Il Pentagono dispiega le forze: 4mila esperti per la cybersecurity
Un piano per ampliare le forze dedicate alle attività di cybersecurity che andrà a quintuplicare in pochi anni l’attuale personale specializzato in organico al Cyber Command del Dipartimento della Difesa Usa. Il Pentagono conferma di prendere molto sul serio le minacce informatiche di nuova generazione e la portata del fenomeno hactivist e secondo quanto riportato una decina di giorni fa dal Washington Post (citando diverse fonti anonime) metterà sotto contratto circa 4mila nuovi esperti civili e miliari (in aggiunta ai 900 già in attività) per aumentare sensibilmente la capacità difensiva e offensiva dei propri sistemi informatici.
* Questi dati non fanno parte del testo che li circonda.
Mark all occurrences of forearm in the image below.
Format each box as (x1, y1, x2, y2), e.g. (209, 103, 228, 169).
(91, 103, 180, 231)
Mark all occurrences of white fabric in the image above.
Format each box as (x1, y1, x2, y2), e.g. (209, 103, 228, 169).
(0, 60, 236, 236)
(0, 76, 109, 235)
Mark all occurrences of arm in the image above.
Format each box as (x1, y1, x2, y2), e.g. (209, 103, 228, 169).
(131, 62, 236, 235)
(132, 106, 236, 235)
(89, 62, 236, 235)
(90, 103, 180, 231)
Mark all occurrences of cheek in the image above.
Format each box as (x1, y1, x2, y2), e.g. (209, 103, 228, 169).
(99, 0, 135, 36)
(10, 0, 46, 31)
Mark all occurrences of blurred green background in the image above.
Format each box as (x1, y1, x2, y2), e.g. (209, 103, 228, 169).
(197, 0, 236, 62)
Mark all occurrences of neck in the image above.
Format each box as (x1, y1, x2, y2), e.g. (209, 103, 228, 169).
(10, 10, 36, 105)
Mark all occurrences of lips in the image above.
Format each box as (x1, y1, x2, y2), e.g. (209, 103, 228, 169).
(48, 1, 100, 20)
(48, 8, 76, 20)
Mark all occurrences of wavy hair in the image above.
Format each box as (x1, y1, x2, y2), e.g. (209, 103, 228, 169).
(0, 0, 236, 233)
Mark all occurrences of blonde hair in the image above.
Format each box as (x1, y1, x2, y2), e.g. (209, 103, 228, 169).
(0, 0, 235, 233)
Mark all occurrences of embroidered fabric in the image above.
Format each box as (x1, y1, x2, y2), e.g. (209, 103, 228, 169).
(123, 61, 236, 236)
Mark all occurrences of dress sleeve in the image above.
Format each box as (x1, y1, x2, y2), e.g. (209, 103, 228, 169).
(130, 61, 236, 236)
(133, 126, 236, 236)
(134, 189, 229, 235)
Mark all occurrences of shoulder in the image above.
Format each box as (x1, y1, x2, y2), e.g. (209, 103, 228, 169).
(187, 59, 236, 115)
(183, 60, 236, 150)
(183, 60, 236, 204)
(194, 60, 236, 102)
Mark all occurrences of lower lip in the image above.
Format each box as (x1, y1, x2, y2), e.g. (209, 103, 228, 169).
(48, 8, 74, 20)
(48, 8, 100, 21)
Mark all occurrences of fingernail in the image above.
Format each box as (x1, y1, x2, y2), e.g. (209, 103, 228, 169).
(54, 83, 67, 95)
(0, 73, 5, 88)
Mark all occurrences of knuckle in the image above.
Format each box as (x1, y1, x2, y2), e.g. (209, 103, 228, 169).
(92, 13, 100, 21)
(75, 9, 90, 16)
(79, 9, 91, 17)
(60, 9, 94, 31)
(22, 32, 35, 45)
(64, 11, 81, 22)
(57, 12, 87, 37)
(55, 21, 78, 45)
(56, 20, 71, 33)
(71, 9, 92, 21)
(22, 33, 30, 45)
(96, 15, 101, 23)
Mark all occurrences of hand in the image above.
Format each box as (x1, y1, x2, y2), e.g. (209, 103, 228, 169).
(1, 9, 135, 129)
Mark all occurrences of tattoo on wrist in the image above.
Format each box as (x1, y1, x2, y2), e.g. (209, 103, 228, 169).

Una risposta dovuta, come avevano del resto anticipato i vertici della difesa americana lo scorso autunno, all’aumento delle minacce verso gli asset critici (agenzie governative in testa), minacce ritenute sempre più pericolose e tali da accelerare le azioni correttive in fatto di soluzioni e policy di sicurezza.

Da qui la decisione presa dal Pentagono di rafforzare la propria struttura con l’obiettivo di creare tre distinte unità operative (Cyber National Mission Forces, Cyber Combat Mission Forces e Cyber Protection Forces), ognuna delle quali incaricata di specifiche mansioni e responsabilità per affrontare i rischi legati agli attacchi indirizzati alle infrastrutture critiche (sistemi di trasporto, telecomunicazione, energia e via dicendo) e quelle rivolti alle reti telematiche del Dipartimento della Difesa e gestire tutte le operazioni (comprese quelle di spionaggio) nel cyberspazio.

Quest’ultima “divisione” di fatto, avrà il compito di contrastare la potenza di fuoco virtuale di nazioni come la Russia e la Cina, oggi più avanti degli Usa nella dotazione di risorse dedicate a queste attività. Il problema, osservano alcuni addetti ai lavori Usa, sarà però nel trovare le figure specializzate che servono al Pentagono, e iniziative come quella lanciata dal Governatore del New Jersey (denominata Cyber Corps Challenge e rivolta ai veterani dell’esercito Usa interesserà direttamente anche l’Fbi) è un esempio di come la ricerca di talenti in questo campo sia difficoltosa.